Below, you’ll find some tips and suggestions on how to make sure that you’re able to have fun with your pet, while still ensuring that your pet stays nice and safe through the holiday.
1. Don’t feed your pets Halloween candy. While kids should be limited to their fill of Halloween candy for health reasons, pets should most definitely be kept away from the plastic Jack o’ Lantern candy stash since nothing in there will be of any benefit to them – in fact most of it will probably be poisonous, especially if it contains chocolate or xylitol (a common sugar substitute found in sugar-free candies and gum)
2. Make sure your pet is properly identified. This means making sure that your pet – whether they’re a dog or cat – have proper ID as in microchip, collar and ID tag. This is just incase they end up making a great escape through the open door while you’re distracted with trick-or-treaters. As pet parents, we all like to think that we’ve got an eye on things, and while you probably do, it doesn’t hurt to make sure your pet or pets are prepared for worst-case scenario just in case.
3. Keep lit candles and jack-o-lanterns out of reach of pets. This is an obvious one as whiskers and fur catch fire so easily. And if they don’t, they can easily be knocked over.
4. Costume safety. If you plan to put your pet into a Halloween costume, do your homework first. Pets in costumes can be so incredibly adorable, but at the same time, you want to make sure that whatever they’re wearing fits properly and is comfortable. On top of that, you want to make sure that the costume doesn’t have any pieces that can easily be chewed off. In addition, you want to be sure that the costume doesn’t interfere with your pet’s sight, hearing, breathing, opening its mouth, or moving. In fact, your best bet it to get your pet accustomed to their costume prior to Halloween.
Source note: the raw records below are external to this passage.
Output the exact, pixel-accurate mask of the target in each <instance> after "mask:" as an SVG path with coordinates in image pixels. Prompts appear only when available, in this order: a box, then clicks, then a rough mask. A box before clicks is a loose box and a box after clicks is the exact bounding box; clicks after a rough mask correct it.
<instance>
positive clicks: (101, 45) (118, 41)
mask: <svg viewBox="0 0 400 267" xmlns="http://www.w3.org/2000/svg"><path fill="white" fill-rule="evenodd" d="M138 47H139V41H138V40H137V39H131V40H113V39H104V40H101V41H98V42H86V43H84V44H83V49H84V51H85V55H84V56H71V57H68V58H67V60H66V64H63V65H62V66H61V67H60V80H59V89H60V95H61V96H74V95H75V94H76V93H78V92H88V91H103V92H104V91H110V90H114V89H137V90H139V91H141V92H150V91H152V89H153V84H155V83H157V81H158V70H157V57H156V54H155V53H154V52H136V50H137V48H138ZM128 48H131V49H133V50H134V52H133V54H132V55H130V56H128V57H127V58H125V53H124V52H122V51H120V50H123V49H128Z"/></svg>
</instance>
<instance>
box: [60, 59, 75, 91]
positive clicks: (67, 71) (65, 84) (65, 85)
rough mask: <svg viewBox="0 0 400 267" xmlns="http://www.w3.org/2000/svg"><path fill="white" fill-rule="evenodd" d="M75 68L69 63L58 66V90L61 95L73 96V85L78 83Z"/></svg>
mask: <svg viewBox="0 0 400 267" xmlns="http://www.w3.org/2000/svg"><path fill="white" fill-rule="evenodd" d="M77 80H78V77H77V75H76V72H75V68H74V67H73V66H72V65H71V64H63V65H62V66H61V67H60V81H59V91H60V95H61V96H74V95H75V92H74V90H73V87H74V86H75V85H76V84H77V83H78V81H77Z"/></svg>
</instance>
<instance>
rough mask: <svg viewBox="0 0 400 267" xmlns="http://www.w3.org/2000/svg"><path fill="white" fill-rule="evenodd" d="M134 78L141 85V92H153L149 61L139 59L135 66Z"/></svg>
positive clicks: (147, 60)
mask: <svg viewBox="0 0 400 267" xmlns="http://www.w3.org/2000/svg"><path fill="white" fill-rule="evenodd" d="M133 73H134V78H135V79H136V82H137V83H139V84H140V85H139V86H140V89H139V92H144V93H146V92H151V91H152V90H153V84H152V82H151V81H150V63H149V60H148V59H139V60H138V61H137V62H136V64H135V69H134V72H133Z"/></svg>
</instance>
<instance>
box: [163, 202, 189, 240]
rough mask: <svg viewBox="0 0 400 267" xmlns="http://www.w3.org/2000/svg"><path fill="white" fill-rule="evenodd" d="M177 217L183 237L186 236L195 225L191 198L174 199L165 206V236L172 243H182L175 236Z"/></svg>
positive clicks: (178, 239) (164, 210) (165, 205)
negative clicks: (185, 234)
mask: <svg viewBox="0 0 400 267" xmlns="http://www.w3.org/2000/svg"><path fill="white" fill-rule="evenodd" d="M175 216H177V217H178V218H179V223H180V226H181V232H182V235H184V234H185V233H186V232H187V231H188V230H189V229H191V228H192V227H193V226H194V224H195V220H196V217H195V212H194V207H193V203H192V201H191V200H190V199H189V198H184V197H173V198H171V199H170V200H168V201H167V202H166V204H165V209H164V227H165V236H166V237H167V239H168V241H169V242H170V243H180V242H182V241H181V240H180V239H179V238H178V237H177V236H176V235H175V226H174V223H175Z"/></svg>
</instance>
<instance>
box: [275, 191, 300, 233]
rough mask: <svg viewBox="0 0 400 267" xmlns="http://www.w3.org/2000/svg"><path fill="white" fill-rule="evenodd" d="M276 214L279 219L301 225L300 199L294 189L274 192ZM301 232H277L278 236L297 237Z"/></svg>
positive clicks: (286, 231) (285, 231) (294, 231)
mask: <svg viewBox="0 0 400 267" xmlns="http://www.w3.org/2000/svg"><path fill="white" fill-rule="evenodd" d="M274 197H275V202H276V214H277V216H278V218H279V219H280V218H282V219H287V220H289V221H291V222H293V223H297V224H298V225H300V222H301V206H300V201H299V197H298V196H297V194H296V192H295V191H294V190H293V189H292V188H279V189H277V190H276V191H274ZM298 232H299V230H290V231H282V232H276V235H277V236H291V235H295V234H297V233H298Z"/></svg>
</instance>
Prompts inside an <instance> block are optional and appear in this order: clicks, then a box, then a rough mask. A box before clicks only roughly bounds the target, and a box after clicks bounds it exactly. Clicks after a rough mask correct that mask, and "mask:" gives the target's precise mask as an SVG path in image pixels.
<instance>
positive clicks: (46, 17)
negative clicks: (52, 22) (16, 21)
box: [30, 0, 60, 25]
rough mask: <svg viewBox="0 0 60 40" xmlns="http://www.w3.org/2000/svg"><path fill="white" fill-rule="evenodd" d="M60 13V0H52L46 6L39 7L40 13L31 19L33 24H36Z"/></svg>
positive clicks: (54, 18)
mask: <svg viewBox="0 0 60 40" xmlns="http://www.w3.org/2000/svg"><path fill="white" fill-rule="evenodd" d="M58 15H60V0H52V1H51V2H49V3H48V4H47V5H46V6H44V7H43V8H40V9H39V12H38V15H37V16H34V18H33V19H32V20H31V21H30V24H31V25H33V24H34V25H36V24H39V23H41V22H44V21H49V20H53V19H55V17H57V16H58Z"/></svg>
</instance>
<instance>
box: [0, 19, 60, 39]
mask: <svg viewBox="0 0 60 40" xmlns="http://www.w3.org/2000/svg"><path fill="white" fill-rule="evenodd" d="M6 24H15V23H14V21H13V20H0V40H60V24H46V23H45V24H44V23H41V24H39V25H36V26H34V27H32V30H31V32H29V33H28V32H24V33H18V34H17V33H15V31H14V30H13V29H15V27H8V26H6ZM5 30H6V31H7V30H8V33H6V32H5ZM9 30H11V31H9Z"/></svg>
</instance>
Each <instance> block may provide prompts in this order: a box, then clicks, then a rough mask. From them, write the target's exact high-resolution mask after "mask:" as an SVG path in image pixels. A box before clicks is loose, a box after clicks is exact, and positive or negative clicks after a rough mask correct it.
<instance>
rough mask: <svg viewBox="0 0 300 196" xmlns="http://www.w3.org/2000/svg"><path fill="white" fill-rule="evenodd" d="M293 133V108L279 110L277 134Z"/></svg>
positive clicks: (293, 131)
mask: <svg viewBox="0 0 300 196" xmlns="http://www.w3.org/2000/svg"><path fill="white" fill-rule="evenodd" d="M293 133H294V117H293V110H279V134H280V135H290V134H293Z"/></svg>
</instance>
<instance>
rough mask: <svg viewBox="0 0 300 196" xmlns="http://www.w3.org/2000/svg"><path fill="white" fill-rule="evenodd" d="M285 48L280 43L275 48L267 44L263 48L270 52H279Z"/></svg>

And even once they’re used to it, take extra precaution and don’t ever leave your pet unsupervised while they’re wearing the costume.
5. Properly store glow sticks and other glow jewelry away from your pets. While these liquid products aren’t exactly toxic, they do taste horrendous, plus they make your pets salivate a lot and act strangely.
6. Proper pet care. If your pet is wary of strangers or has a biting tendency, then it would be wise to place them in another room during trick-or-treating hours and give them a safe place to hideout.
7. Keep your pet inside. While it sounds like a no-brainer, a lot of pet parents don’t. And to be honest, this is more geared towards the cat owners of the pet parent group. Given that Halloween can sometimes be seen as the night of witches and other lore, cats – particularly black cats – can sometimes fall prey to people with nefarious agendas for the evening. Your best bet is to keep your pet inside, in a nice quiet room away from all the hustle and bustle so they can just ride out the night in peace. Plus, dog owners can also do that same, simply because there is no point in getting your dog worked up and stressed out for the evening. My point is just to take care of your pets and keep them safe inside the house.